An Ontario Human Rights Commission inquiry found that African-Canadian children and youth made up 32 per cent of those admitted into the care of the Children's Aids Society of Toronto last year

Amid ongoing public outrage, the Ford government’s Bill 57, the Restoring Trust, Transparency and Accountability Act, passed third reading last week. This bill will eliminate a number of offices charged with the oversight of government agencies, including the office of the Ontario Child Advocate which oversees the operation of children’s aid societies across the province.

Much has been revealed about the disproportionate number of African-Canadian and Indigenous youth in the care of the Children’s Aid Society of Toronto (CAST). Earlier this year, an Ontario Human Rights Commission inquiry found that African-Canadian children and youth made up 32 per cent of those admitted into the care of CAST in 2017. In Ontario, Indigenous youth make up 23 per cent of children in care. 

Many in these communities are familiar with present and former Crown wards, survivors of child welfare, or parents who have interacted with CAST. Too often, families from marginalized communities share stories of discrimination in their interactions with frontline workers.

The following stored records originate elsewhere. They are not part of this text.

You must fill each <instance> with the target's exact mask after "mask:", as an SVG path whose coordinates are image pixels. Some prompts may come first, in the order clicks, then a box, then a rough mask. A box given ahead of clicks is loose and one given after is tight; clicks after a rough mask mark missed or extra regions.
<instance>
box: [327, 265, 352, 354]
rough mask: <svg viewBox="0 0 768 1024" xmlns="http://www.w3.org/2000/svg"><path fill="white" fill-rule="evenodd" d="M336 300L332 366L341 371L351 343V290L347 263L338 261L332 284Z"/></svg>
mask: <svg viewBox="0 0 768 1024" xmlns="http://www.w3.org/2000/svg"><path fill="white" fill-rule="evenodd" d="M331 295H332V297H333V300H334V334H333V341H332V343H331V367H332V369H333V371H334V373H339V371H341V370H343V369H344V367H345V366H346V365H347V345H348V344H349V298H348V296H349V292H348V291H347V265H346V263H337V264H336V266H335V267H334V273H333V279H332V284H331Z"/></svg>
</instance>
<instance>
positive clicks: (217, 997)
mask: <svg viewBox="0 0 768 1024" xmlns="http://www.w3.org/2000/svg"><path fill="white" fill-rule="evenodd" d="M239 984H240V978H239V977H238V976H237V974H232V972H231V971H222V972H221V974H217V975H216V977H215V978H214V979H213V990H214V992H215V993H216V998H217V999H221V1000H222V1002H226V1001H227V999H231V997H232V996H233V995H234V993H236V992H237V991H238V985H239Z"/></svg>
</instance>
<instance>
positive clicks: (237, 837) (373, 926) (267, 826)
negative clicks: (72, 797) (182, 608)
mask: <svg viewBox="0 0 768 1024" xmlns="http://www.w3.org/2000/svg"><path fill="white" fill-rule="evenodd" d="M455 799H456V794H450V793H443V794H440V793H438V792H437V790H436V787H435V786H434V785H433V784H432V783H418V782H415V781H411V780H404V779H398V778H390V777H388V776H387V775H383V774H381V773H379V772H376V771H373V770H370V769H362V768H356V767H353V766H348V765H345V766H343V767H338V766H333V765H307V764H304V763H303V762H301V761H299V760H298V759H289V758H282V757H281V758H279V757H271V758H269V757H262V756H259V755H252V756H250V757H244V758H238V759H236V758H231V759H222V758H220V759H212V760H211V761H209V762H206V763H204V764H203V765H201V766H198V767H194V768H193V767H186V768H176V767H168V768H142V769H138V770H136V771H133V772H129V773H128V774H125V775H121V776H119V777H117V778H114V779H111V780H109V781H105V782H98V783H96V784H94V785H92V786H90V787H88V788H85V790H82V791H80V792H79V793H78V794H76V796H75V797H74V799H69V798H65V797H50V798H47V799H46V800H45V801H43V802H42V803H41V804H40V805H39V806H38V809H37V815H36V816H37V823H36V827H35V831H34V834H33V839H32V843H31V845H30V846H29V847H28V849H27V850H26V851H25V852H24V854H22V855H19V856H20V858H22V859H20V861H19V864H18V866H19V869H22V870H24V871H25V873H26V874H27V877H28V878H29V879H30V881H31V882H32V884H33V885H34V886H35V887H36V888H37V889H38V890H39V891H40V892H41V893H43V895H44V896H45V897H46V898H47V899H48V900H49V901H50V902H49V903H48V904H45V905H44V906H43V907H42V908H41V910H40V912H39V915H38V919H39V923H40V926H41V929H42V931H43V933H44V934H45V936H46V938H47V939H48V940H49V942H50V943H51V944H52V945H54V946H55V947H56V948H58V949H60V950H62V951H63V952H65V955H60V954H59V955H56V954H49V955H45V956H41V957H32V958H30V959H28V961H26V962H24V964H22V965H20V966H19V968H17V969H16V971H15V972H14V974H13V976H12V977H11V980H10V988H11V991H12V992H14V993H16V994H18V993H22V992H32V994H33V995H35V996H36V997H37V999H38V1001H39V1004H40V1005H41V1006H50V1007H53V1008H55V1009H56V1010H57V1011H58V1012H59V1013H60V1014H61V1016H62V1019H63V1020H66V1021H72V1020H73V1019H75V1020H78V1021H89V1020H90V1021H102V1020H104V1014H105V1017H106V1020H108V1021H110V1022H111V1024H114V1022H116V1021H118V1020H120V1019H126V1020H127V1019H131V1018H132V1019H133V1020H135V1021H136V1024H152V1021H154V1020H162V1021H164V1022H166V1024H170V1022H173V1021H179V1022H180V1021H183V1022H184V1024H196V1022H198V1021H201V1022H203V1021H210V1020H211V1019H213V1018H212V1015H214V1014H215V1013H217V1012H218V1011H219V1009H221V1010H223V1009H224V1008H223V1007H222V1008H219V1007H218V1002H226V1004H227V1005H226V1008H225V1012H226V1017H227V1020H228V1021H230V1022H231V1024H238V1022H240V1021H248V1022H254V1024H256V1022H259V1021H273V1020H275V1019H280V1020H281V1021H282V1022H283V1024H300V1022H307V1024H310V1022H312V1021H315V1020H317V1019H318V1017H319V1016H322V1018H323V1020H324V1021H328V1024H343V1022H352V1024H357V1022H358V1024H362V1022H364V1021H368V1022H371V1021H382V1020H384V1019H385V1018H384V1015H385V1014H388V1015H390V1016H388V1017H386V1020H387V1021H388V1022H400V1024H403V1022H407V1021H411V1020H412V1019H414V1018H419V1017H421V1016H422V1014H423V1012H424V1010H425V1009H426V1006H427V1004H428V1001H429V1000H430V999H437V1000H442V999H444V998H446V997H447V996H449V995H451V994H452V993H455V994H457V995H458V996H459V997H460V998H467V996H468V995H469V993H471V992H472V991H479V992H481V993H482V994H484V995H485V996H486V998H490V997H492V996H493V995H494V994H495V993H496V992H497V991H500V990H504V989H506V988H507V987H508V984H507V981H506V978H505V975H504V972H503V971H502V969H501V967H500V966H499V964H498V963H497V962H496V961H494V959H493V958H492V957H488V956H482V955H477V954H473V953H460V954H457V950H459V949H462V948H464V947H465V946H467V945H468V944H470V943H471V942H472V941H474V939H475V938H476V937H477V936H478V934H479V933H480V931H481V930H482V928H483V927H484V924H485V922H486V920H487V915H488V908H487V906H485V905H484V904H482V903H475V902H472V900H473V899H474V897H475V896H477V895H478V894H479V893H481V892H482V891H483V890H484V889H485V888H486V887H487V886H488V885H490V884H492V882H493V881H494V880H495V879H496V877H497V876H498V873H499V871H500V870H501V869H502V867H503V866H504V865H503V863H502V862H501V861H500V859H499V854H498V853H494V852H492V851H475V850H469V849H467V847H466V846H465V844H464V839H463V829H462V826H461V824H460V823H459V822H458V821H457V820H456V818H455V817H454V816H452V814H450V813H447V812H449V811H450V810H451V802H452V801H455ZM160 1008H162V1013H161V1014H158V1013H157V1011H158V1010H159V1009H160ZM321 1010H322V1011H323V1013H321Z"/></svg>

This summer, CAST came under fire from child welfare workers and staff over the appointment of a new CEO with seemingly little experience in child protection sector. Given the evolving scrutiny placed on the agency, critics charged that the appointment of Paul Rosebush, former CEO of South Bruce Grey Health Centre, was a missed opportunity for meaningful change at the highest level.

Frontline workers, advocates, and former Crown wards recently launched a social media campaign #ExposeCAST with the aim of shining light on equity issues and racism they say they have encountered first-hand within the agency.

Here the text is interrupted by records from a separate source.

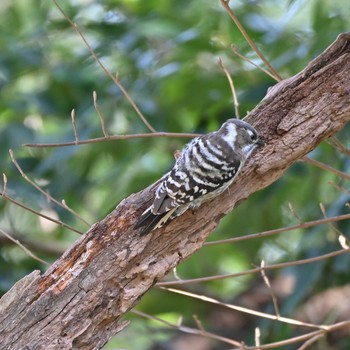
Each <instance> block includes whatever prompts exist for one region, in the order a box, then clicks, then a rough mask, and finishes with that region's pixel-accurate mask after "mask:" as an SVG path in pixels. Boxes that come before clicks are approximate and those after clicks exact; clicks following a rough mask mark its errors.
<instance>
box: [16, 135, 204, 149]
mask: <svg viewBox="0 0 350 350" xmlns="http://www.w3.org/2000/svg"><path fill="white" fill-rule="evenodd" d="M197 136H200V134H194V133H177V132H154V133H146V134H127V135H110V136H108V137H105V136H103V137H96V138H94V139H87V140H79V142H78V143H76V142H75V141H70V142H60V143H25V144H23V146H24V147H37V148H40V147H65V146H75V145H86V144H88V143H96V142H103V141H110V140H128V139H139V138H151V137H174V138H192V137H197Z"/></svg>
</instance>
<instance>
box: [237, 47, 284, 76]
mask: <svg viewBox="0 0 350 350" xmlns="http://www.w3.org/2000/svg"><path fill="white" fill-rule="evenodd" d="M231 50H232V51H233V53H234V54H235V55H236V56H238V57H239V58H241V59H242V60H243V61H246V62H248V63H250V64H251V65H252V66H254V67H255V68H257V69H259V70H260V71H262V72H263V73H265V74H266V75H268V76H269V77H271V78H272V79H274V80H276V81H279V80H278V79H277V78H276V77H275V76H274V75H273V74H271V73H270V72H269V71H268V70H267V69H265V68H263V67H261V66H259V65H258V64H256V63H254V62H253V61H252V60H250V59H249V58H248V57H246V56H244V55H242V54H241V53H240V52H239V51H238V48H237V46H236V45H234V44H232V45H231Z"/></svg>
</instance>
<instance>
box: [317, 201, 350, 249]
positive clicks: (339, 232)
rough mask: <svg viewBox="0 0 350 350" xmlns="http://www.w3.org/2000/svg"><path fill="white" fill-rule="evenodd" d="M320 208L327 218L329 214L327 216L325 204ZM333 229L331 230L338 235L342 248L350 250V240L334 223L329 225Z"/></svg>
mask: <svg viewBox="0 0 350 350" xmlns="http://www.w3.org/2000/svg"><path fill="white" fill-rule="evenodd" d="M320 208H321V211H322V214H323V216H324V217H325V218H326V217H327V214H326V208H325V206H324V204H323V203H320ZM328 225H329V226H330V228H331V230H333V231H334V232H335V233H336V234H337V235H338V241H339V243H340V246H341V247H342V248H343V249H349V242H348V239H347V238H346V236H345V235H344V234H343V232H341V231H340V230H338V229H337V228H336V227H335V226H334V225H333V224H332V223H329V224H328Z"/></svg>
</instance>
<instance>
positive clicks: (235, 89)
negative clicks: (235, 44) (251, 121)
mask: <svg viewBox="0 0 350 350" xmlns="http://www.w3.org/2000/svg"><path fill="white" fill-rule="evenodd" d="M218 62H219V66H220V67H221V68H222V70H223V71H224V73H225V75H226V78H227V80H228V83H229V84H230V89H231V93H232V100H233V107H234V109H235V114H236V118H238V119H240V116H239V108H238V107H239V103H238V98H237V94H236V89H235V85H234V83H233V79H232V77H231V75H230V73H229V71H228V70H227V69H226V67H225V66H224V63H223V62H222V59H221V58H220V57H219V61H218Z"/></svg>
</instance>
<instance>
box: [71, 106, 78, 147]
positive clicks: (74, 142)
mask: <svg viewBox="0 0 350 350" xmlns="http://www.w3.org/2000/svg"><path fill="white" fill-rule="evenodd" d="M70 116H71V118H72V124H73V130H74V138H75V142H74V143H75V144H76V145H78V144H79V137H78V129H77V124H76V122H75V110H74V109H72V112H71V114H70Z"/></svg>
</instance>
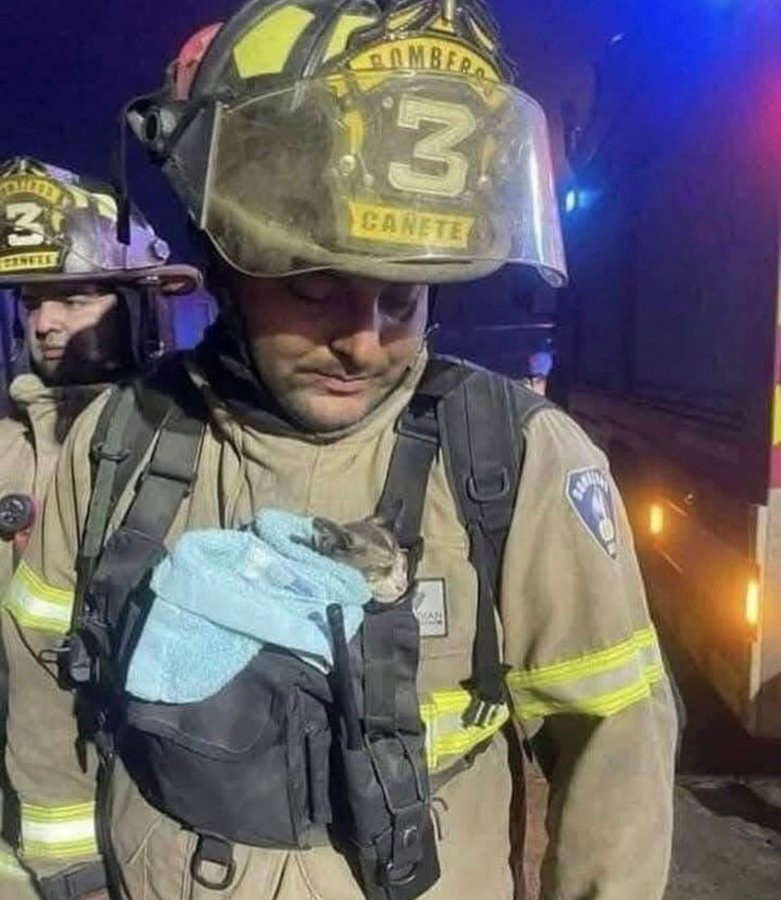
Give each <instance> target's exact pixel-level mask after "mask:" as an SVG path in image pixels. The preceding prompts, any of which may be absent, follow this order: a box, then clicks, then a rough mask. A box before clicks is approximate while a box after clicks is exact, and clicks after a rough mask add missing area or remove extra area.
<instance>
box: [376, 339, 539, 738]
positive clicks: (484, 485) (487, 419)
mask: <svg viewBox="0 0 781 900" xmlns="http://www.w3.org/2000/svg"><path fill="white" fill-rule="evenodd" d="M550 406H551V404H550V403H549V402H548V401H547V400H545V398H543V397H540V396H538V395H537V394H534V393H532V392H531V391H528V390H526V389H524V388H522V387H521V386H519V385H516V384H514V383H513V382H511V381H510V380H509V379H506V378H503V377H502V376H500V375H497V374H495V373H493V372H489V371H486V370H484V369H479V368H477V367H475V366H471V365H468V364H466V363H464V362H461V361H458V360H454V359H450V358H448V357H441V356H434V357H432V358H431V360H430V361H429V364H428V366H427V368H426V372H425V373H424V376H423V378H422V379H421V382H420V385H419V386H418V390H417V391H416V393H415V396H414V397H413V399H412V401H411V402H410V404H409V406H408V407H407V409H406V410H405V411H404V412H403V413H402V415H401V416H400V418H399V421H398V423H397V427H396V430H397V439H396V444H395V446H394V449H393V454H392V456H391V462H390V466H389V471H388V476H387V479H386V482H385V487H384V489H383V493H382V497H381V499H380V502H379V504H378V508H377V511H378V514H379V515H381V516H383V517H384V518H386V519H388V520H389V521H394V522H395V527H394V530H395V533H396V537H397V539H398V540H399V543H400V544H401V545H402V546H403V547H405V548H407V549H408V550H409V549H412V548H413V547H415V545H416V543H417V544H419V535H420V523H421V519H422V515H423V502H424V499H425V494H426V484H427V481H428V477H429V473H430V469H431V464H432V462H433V459H434V456H435V455H436V453H437V451H438V450H439V449H440V448H441V452H442V455H443V459H444V463H445V470H446V472H447V477H448V482H449V484H450V487H451V490H452V491H453V494H454V496H455V500H456V505H457V507H458V512H459V517H460V519H461V523H462V524H463V526H464V528H465V530H466V532H467V534H468V535H469V547H470V550H469V559H470V562H471V563H472V566H473V567H474V569H475V571H476V573H477V578H478V604H477V622H476V629H475V642H474V648H473V675H472V679H471V681H470V684H469V685H468V686H469V688H470V690H471V692H472V693H473V695H474V698H475V701H474V703H473V704H472V706H471V707H470V709H469V710H468V711H467V714H466V723H467V724H477V725H484V724H485V723H486V722H487V721H489V720H490V718H491V717H492V715H493V713H494V711H495V710H496V709H497V708H498V707H499V706H500V705H501V704H503V703H504V701H505V689H504V668H503V666H502V664H501V656H500V649H499V639H498V633H497V627H496V619H495V615H496V598H497V596H498V581H499V578H500V574H501V561H502V553H503V550H504V544H505V541H506V539H507V533H508V531H509V528H510V522H511V521H512V516H513V511H514V509H515V499H516V495H517V492H518V484H519V482H520V477H521V469H522V466H523V457H524V451H525V445H524V437H523V428H524V425H525V424H526V422H527V421H528V420H529V418H530V417H531V416H532V415H533V414H534V413H535V412H537V411H539V410H541V409H543V408H545V407H550Z"/></svg>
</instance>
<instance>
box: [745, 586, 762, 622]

The stories include accounts from workers of colour who have been systematically pushed out, overlooked for supervisory or managerial positions, or who regularly experience scrutiny over their work performance. The say there exists a lack of urgency when it comes to addressing the racism they and the families they serve face.

I represent one of these workers, Sylvia Delgado, who has launched an Ontario Human Rights legal challenge against CAST. Delgado says her attempts to raise concerns about CAST’s treatment of workers and families has been met with discipline.

Her story is echoed by other workers who have shared their stories with me.

They say some supervisors hire staff without adequate training to engage with marginalized communities, which may result in unnecessarily intrusive measures, such as police intervention and the apprehension of children.

These situations are often exacerbated by management, who themselves may lack anti-racism training. Both the data and anecdotal claims point to systemic racism as a sector-wide issue.

In response to the growing criticism, the agency launched One Vision One Voice, an initiative aimed at addressing the over-representation of Black children and youth in the system. This is a necessary intervention, but simply not enough. CAST seems focused on addressing the issues symptomatically, rather than taking an institution-wide approach.

Last week, a group of former Crown wards organized a blockade of Queen and Bay calling for, among many things, systemic changes within children’s aid societies. We must all continue to encourage those working within the system to tell their stories as well as empower those who have the power to do so to steer CAST in the right direction. Without sector-wide transformation, expect more to take action.

Saron Gebresellassi is a human rights lawyer and former candidate for Toronto mayor.